Raoul Pal: Yes. Everyone thinks that things like Monkey JPEG have depreciated. It's really foolish speculative behavior. People do not realize that the speculation in cryptocurrency is extremely strong, which accelerates the validation of certain ideas in a highly speculative manner. And speculation has proven that the value of digital assets is not just in being tokens of exchanges. So, we have Crypto Punks, which have a total value of 10 billion dollars. Game assets, ticketing, financial contracts, digital identity… the TAM is huge. The most expensive block space is art. Everything in the digital world can go to zero, but only digital scarcity retains value. Wealth will ultimately flow towards art.
Kevin**: ** You posted in early November saying “buy the dip”, is that still the advice now that it's December 2025?
Raoul Pal**: ** Yes. I think the market has bottomed out. So we went through the liquidation in October. The US government extracted liquidity through the Treasury General Account, and then they shut down the government, and now the liquidity is gone because they can't even tap into the Treasury General Account. Cryptocurrency, as the most liquidity-sensitive asset, saw its liquidity plummet, exposing all the weaknesses of leverage and triggering a series of issues such as systemic liquidation of leverage.
If all my research on liquidity is correct, a wave of liquidity influx is about to occur.
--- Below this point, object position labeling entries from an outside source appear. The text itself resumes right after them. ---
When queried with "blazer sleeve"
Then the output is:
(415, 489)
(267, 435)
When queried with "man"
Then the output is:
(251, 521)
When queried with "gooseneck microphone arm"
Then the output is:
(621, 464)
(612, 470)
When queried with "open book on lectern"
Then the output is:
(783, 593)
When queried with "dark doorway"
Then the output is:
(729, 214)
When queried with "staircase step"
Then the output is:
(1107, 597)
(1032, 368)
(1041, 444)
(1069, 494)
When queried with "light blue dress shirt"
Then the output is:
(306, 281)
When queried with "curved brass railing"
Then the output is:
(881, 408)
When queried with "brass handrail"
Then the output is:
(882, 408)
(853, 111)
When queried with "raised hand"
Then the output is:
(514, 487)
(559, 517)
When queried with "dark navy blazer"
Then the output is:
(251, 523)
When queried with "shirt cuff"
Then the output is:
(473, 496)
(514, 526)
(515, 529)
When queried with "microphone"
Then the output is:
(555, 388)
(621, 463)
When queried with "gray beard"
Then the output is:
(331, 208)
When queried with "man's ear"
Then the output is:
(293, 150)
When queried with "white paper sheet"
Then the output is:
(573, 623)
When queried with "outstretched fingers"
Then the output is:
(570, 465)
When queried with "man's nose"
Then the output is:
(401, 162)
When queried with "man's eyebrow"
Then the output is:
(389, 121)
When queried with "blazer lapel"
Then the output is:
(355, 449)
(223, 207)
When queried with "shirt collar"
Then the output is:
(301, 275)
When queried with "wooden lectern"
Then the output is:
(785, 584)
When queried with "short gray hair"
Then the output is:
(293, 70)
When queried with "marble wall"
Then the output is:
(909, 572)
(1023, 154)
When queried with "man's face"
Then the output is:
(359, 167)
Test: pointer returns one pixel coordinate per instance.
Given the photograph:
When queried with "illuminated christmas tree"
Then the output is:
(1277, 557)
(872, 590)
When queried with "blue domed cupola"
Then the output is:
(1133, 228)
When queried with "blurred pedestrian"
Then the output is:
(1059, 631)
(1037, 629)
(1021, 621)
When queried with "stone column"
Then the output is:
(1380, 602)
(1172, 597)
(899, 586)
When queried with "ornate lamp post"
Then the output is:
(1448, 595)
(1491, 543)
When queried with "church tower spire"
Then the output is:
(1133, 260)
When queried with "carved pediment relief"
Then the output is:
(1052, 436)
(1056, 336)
The system currently tells us that the banking system is experiencing tight funding, which leads to frequent fluctuations in the money market. There is a shortage of funds in the market. The Federal Reserve is aware of this as well. They have stopped quantitative tightening. However, they have another task, which is to complete the financing work by the end of the year. Banks do not have enough liquidity to roll over debts and make balance sheet adjustments. Therefore, the Federal Reserve must inject some liquidity.
Kevin**: ** How to get rich in cryptocurrency by 2026?
Raoul Pal**: ** Hold the right assets and do nothing. Don't borrow the beliefs of others, do your own homework and establish your own convictions. Set time frames based on risk tolerance and goals. My framework is a 5-year cycle; everything else is noise.
Kevin**: ** What is it that you hold onto but know you should let go of?
Raoul Pal**: ** Feels like he can help more people. But has to let go, because some people don't want help. It's frustrating. You're also desperately trying to help everyone, but many people are fighting hard not to be helped.
Kevin**:** What do you hear in your mind every morning when you wake up and every night before you sleep?
Raoul Pal**: ** Keep moving. My job is to live in the future and see the path clearly. Don't worry too much about the details. As long as the big direction is right. Don't care that SUI dropped 30% this week, care that the entire market will reach 1 trillion dollars.